The paper tackled the problem of tracking multiple toddlers in indoor videos, which is challenging due to unpredictable movements and occlusions, and proposed MTTSort, a method that outperformed state-of-the-art multi-object tracking methods with MOTA, HOTA, and IDF1 scores of 0.98, 0.68, and 0.98, respectively.

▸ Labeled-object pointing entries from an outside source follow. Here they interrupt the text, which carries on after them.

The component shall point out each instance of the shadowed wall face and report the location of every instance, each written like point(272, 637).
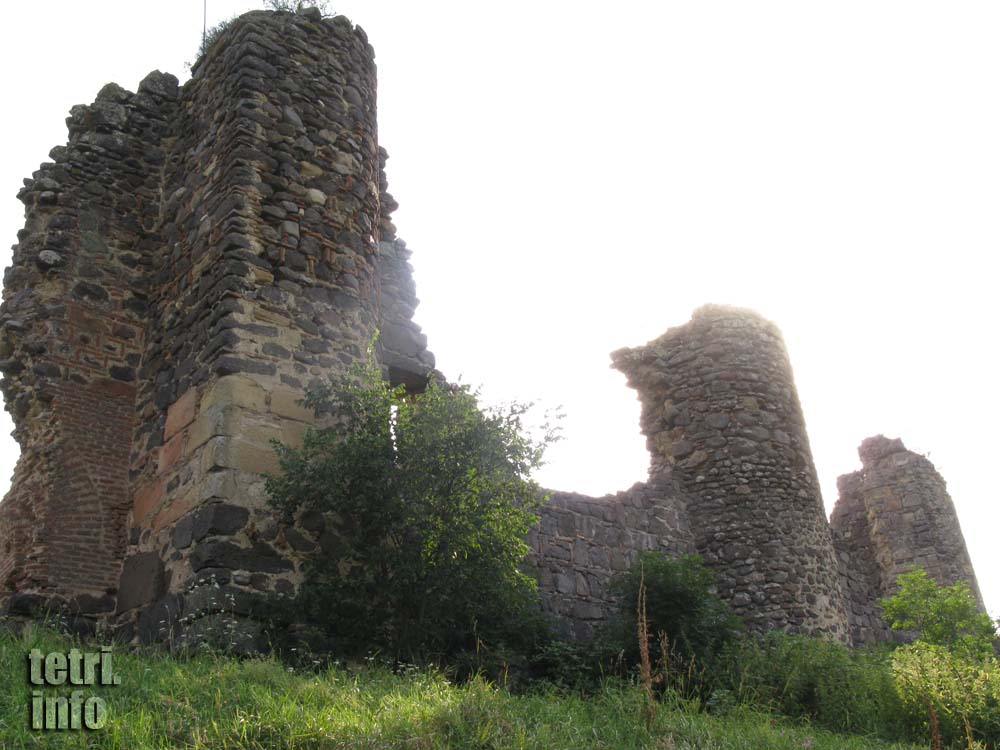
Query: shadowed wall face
point(194, 258)
point(893, 515)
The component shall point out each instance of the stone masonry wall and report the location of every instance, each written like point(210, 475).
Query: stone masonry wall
point(719, 407)
point(73, 318)
point(192, 261)
point(581, 542)
point(195, 258)
point(893, 515)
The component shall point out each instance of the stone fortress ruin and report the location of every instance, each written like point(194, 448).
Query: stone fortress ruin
point(196, 256)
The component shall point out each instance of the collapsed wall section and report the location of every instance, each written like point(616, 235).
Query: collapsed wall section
point(75, 301)
point(271, 280)
point(719, 408)
point(892, 516)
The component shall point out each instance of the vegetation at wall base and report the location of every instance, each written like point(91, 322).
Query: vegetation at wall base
point(208, 701)
point(427, 500)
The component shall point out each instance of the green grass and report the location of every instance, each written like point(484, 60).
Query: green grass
point(212, 701)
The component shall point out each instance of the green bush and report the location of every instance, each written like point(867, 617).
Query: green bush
point(430, 498)
point(945, 616)
point(680, 604)
point(813, 678)
point(962, 692)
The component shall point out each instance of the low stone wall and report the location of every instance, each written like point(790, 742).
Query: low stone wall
point(581, 542)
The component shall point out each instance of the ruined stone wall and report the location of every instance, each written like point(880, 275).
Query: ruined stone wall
point(216, 250)
point(719, 407)
point(581, 542)
point(73, 316)
point(194, 258)
point(893, 515)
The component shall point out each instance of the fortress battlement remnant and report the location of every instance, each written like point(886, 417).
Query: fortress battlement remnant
point(196, 256)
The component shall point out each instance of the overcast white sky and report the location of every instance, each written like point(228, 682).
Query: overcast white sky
point(575, 177)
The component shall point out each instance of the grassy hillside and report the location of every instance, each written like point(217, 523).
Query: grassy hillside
point(210, 701)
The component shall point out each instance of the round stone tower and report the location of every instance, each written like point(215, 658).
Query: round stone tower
point(719, 409)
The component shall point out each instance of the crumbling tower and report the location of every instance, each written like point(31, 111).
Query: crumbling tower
point(719, 408)
point(894, 515)
point(191, 261)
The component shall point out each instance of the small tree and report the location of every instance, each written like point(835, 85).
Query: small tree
point(941, 615)
point(430, 498)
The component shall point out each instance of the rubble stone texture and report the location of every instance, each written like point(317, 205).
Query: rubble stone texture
point(719, 408)
point(192, 259)
point(893, 515)
point(195, 257)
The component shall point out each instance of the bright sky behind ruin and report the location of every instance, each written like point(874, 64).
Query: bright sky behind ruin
point(575, 177)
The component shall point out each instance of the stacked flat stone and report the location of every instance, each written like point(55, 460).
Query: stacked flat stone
point(191, 262)
point(719, 408)
point(581, 543)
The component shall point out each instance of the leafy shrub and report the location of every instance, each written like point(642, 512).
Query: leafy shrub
point(430, 499)
point(829, 684)
point(680, 604)
point(940, 615)
point(958, 692)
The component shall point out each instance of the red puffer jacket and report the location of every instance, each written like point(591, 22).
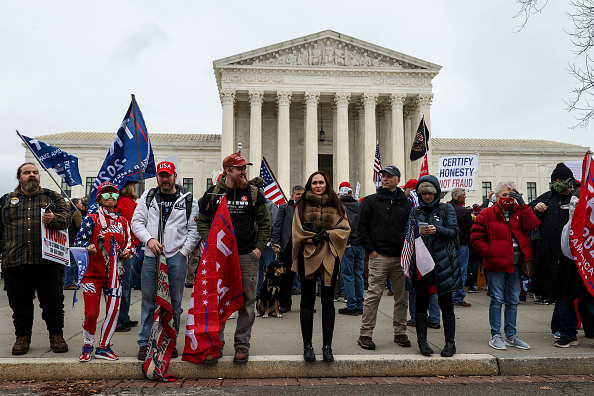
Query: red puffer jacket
point(491, 236)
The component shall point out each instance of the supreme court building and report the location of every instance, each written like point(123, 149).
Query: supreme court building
point(323, 101)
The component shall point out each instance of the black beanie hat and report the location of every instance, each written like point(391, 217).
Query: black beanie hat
point(561, 172)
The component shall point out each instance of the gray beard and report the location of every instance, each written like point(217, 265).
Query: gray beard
point(31, 185)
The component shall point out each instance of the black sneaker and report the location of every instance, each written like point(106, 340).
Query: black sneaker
point(402, 340)
point(366, 343)
point(566, 342)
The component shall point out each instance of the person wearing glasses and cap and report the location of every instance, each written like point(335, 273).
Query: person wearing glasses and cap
point(95, 235)
point(180, 237)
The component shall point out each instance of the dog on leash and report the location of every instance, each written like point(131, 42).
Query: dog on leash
point(270, 290)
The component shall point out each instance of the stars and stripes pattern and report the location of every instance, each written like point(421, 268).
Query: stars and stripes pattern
point(218, 290)
point(377, 166)
point(272, 190)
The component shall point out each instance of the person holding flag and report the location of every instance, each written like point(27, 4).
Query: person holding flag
point(438, 228)
point(106, 236)
point(251, 224)
point(180, 237)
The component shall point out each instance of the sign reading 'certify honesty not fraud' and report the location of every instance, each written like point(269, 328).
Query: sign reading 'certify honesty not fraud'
point(457, 171)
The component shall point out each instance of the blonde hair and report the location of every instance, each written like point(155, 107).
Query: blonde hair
point(129, 190)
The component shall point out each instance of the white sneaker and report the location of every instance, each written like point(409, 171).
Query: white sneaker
point(496, 342)
point(515, 341)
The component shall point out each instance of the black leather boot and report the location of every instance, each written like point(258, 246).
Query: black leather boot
point(421, 325)
point(306, 319)
point(449, 331)
point(328, 317)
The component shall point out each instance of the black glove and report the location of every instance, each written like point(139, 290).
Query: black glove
point(518, 197)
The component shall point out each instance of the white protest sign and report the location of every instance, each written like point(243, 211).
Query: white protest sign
point(54, 244)
point(576, 168)
point(457, 171)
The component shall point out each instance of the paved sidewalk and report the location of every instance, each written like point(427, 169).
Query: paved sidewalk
point(277, 348)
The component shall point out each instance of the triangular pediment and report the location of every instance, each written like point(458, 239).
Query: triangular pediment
point(327, 49)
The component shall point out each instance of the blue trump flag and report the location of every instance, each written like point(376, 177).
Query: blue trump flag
point(121, 163)
point(65, 165)
point(81, 257)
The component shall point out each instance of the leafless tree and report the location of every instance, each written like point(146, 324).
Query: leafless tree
point(582, 67)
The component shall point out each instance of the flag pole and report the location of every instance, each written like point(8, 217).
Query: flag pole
point(137, 143)
point(274, 177)
point(44, 167)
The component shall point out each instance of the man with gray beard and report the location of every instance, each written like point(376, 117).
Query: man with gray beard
point(26, 273)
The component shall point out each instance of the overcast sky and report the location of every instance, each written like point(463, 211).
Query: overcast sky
point(72, 65)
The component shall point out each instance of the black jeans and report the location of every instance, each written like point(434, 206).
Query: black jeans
point(308, 291)
point(423, 287)
point(21, 284)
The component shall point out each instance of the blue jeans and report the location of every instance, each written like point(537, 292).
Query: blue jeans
point(126, 282)
point(568, 318)
point(463, 255)
point(71, 273)
point(505, 289)
point(265, 260)
point(434, 313)
point(177, 267)
point(352, 276)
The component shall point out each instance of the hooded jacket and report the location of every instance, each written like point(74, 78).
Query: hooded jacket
point(491, 236)
point(382, 220)
point(441, 244)
point(180, 234)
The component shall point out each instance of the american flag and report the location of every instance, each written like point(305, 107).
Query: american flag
point(377, 166)
point(271, 189)
point(409, 247)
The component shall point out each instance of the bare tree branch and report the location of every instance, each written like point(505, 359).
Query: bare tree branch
point(527, 8)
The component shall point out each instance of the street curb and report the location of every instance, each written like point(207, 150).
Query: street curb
point(258, 367)
point(546, 365)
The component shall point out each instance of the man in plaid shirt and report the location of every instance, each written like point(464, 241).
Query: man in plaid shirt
point(25, 272)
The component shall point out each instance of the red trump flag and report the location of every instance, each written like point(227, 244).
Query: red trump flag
point(217, 290)
point(581, 236)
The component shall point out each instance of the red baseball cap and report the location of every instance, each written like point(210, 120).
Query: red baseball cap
point(167, 167)
point(106, 187)
point(235, 159)
point(411, 183)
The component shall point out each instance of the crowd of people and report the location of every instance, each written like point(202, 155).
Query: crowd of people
point(329, 243)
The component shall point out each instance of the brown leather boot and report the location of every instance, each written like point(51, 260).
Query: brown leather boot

Multiple toddler tracking (MTT) involves identifying and differentiating toddlers in video footage. While conventional multi-object tracking (MOT) algorithms are adept at tracking diverse objects, toddlers pose unique challenges due to their unpredictable movements, various poses, and similar appearance. Tracking toddlers in indoor environments introduces additional complexities such as occlusions and limited fields of view. In this paper, we address the challenges of MTT and propose MTTSort, a customized method built upon the DeepSort algorithm. MTTSort is designed to track multiple toddlers in indoor videos accurately. Our contributions include discussing the primary challenges in MTT, introducing a genetic algorithm to optimize hyperparameters, proposing an accurate tracking algorithm, and curating the MTTrack dataset using unbiased AI co-labeling techniques. We quantitatively compare MTTSort to state-of-the-art MOT methods on MTTrack, DanceTrack, and MOT15 datasets. In our evaluation, the proposed method outperformed other MOT methods, achieving 0.98, 0.68, and 0.98 in multiple object tracking accuracy (MOTA), higher order tracking accuracy (HOTA), and iterative and discriminative framework 1 (IDF1) metrics, respectively.